Landscapes at Colliders
Raffaele Tito D'Agnolo, Manuel Ettengruber, Lian-Tao Wang
TL;DR
The paper investigates the possibility that a low-energy sector of the landscape of metastable vacua could be accessible at colliders, potentially addressing the cosmological constant and electroweak hierarchy problems. It builds explicit field-theory landscape models with many Higgs-adjacent scalars and analyzes a joint mechanism where SUSY breaking and Weinberg's anthropic argument select both Λ and m_h^2, yielding concrete parameter constraints.
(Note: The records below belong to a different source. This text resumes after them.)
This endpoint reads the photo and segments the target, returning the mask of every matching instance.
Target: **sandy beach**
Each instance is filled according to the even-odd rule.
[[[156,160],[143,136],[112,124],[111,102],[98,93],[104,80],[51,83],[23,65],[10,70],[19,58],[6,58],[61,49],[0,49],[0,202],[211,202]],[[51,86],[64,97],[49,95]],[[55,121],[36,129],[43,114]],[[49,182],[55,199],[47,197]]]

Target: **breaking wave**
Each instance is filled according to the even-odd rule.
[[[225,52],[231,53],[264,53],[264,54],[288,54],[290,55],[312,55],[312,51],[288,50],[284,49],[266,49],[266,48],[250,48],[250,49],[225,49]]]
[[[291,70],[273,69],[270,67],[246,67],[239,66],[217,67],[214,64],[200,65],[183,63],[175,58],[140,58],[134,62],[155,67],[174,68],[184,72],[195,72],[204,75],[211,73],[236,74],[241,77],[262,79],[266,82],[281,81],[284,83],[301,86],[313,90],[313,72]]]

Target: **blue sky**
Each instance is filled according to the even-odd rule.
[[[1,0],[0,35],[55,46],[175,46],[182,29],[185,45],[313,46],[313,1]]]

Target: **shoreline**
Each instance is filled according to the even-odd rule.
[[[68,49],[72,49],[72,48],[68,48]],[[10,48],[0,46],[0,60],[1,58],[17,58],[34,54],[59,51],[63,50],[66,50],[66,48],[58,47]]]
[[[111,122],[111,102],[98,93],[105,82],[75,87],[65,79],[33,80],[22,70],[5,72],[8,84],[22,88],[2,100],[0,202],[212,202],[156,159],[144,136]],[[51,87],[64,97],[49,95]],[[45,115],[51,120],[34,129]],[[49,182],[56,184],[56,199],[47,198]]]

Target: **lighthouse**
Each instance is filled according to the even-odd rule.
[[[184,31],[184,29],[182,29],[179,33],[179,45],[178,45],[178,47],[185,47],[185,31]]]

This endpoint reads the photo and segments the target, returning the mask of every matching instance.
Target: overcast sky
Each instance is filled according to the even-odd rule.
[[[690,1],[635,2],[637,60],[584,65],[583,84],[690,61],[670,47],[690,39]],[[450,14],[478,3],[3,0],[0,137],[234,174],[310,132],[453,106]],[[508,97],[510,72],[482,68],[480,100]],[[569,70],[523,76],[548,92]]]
The phenomenology features long cascade decays with high particle multiplicity and relatively low total energy, producible via gluon fusion, B-meson decays, or exotic Higgs decays, but challenging for traditional searches; the authors argue for data-scouting and high-multiplicity analyses. They also present a targeted joint-solution model and assess current experimental constraints, highlighting sizeable, unexplored regions where a landscape sector could be discovered.
Abstract
Theories with a large number of long-lived metastable vacua are our only concrete explanation for the puzzling value of the Cosmological Constant (CC). The energy scales where these vacua are realized are unknown. In this work, we consider the possibility that a sector of this landscape of vacua is within experimental reach and discuss its signatures at colliders. We find that striking large-multiplicity final states might have gone undetected due to their relatively small total energy. In particular, this could lead to new exotic Higgs decays, which are both intriguing and challenging to search for. In addition to a general phenomenological analysis of these theories, we also discuss an explicit model where the small values of the CC and the Higgs mass are jointly explained by Weinberg's anthropic argument and a low energy landscape.